Why does SOS Children get involved in Emergency Relief?
Other charities are specialised in Emergency Relief and are specialist in flying emergency equipment around the world, finding bodies under rubble and distributing large quantities of food or blankets very fast.
SOS Children is specialised in orphans not disasters. However often when disaster strikes SOS is present on the ground already.This was the case for example for the Asian Tsunami emergency, and for the Kashmir Earthquakes. It is also true in the Gaza strip, for many famines and many refugee crises. SOS Children is already in place so often because the same places which have problems with orphaned children are places very vulnerable to natural disaster: where infrastructure has little reserve and people live close to the edge.

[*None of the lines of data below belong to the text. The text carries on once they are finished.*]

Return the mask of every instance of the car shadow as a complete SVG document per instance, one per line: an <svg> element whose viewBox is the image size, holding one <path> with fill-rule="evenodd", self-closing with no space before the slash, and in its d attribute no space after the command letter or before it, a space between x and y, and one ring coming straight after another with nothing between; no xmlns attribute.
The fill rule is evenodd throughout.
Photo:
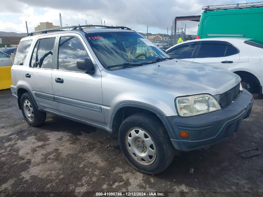
<svg viewBox="0 0 263 197"><path fill-rule="evenodd" d="M95 127L51 114L47 114L44 124L38 127L50 131L66 132L76 135L82 135L82 132L88 134L96 132Z"/></svg>

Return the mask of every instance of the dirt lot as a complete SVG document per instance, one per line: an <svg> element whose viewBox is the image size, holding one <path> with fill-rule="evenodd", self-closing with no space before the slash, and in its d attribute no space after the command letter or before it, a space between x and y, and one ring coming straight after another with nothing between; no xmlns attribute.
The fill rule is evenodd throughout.
<svg viewBox="0 0 263 197"><path fill-rule="evenodd" d="M263 149L263 100L254 101L250 117L232 136L208 149L180 153L154 176L128 163L117 135L50 114L44 125L31 127L17 102L10 90L0 91L0 196L14 194L6 192L10 191L32 192L21 194L34 196L49 194L39 192L89 196L83 192L99 191L173 192L167 196L206 193L192 192L263 194L263 154L243 159L234 153Z"/></svg>

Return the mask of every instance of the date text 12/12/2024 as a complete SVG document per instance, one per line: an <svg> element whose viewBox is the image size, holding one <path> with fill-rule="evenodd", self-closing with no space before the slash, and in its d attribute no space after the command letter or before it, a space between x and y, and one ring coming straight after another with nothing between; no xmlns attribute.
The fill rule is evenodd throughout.
<svg viewBox="0 0 263 197"><path fill-rule="evenodd" d="M164 194L162 192L96 192L97 196L164 196Z"/></svg>

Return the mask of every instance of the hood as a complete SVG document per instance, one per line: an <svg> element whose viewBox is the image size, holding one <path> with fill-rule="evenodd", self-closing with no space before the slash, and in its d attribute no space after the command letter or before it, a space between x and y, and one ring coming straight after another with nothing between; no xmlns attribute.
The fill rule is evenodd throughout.
<svg viewBox="0 0 263 197"><path fill-rule="evenodd" d="M222 94L241 81L239 76L225 69L177 59L113 72L168 86L182 96Z"/></svg>

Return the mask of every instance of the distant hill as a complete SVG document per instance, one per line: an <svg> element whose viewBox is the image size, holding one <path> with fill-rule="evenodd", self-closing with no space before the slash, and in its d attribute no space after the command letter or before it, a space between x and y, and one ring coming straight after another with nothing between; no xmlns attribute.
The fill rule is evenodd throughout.
<svg viewBox="0 0 263 197"><path fill-rule="evenodd" d="M1 36L26 36L27 35L26 33L17 33L15 32L6 32L0 31Z"/></svg>

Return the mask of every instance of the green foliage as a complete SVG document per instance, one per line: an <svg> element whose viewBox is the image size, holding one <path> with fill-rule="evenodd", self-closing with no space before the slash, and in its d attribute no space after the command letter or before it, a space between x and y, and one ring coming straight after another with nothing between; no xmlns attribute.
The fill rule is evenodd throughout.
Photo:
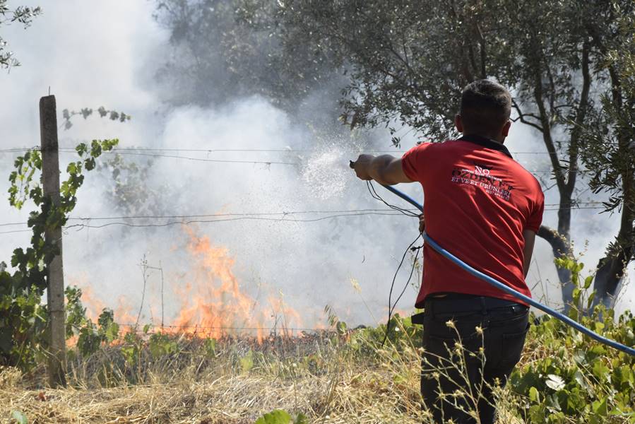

Where we are present we always help, using all of our facilities and staff in place. This gives a huge advantage both in speed (we have often been helping with our own local trucks for weeks while certain others struggle in a local port to try to get tax exemption on their imported 4x4s...) and in local knowledge since we have 98% local staff in all our different locations. When ensuring child safety and dealing with local political challenges a starting point of already being there is a huge help (and it also helps that locals we work with know we won't leave on the next plane out after the TV cameras have gone). Stories often circulate after disasters of child traffickers and others out to exploit the confusion: being there and knowing who is who proves invaluable for us.
Trust is important too. When the Kashmir government made us temporary guardian of all unaccompanied children after the Earthquake, they did so in the knowledge that we had been in the area for decades and even had had two set of commemorative stamps by the post office (one to mark 25 years and one to mark 30 years in Pakistan).
Aside from local knowledge, what else does SOS offer in emergencies?
Although we do not typically get involved in major logistical operations or major rebuilding operations, we do have considerable skills and experience which are valuable. Our work in such emergencies is incredibly important, with high impact especially for the children affected and we greatly appreciate :
First, everywhere we work we have local government approval as custodians of children. We have checked local staff who can take on unaccompanied children.
Secondly, we have a lot of experience dealing with child trauma and bereavement. We tend to end up running support centres where children can get over the stress of a natural disaster or conflict and ensure that they fare as well as possible.
Thirdly, we also tend to end up running family tracing programs where children (often young with incomplete knowledge) have been separated from their families by abduction as child soldiers or natural disaster.
Fourthly, our local roots mean we often are very good at spotting what other people miss in emergency provisions: post tsunami our team on the ground went around the refugee camps and spotted that on average each family had more than a year of dried foodstuffs but didn't have any fresh fruit or veg, so we were only providing fresh food whilst piles of dried food from others grew higher and higher, in the mountains of Kashmir we were the ones with the tents best suited to the high altitude freezing weather and especially things related to children such as nappies when conflict isolates families with no washing facilities for extended periods.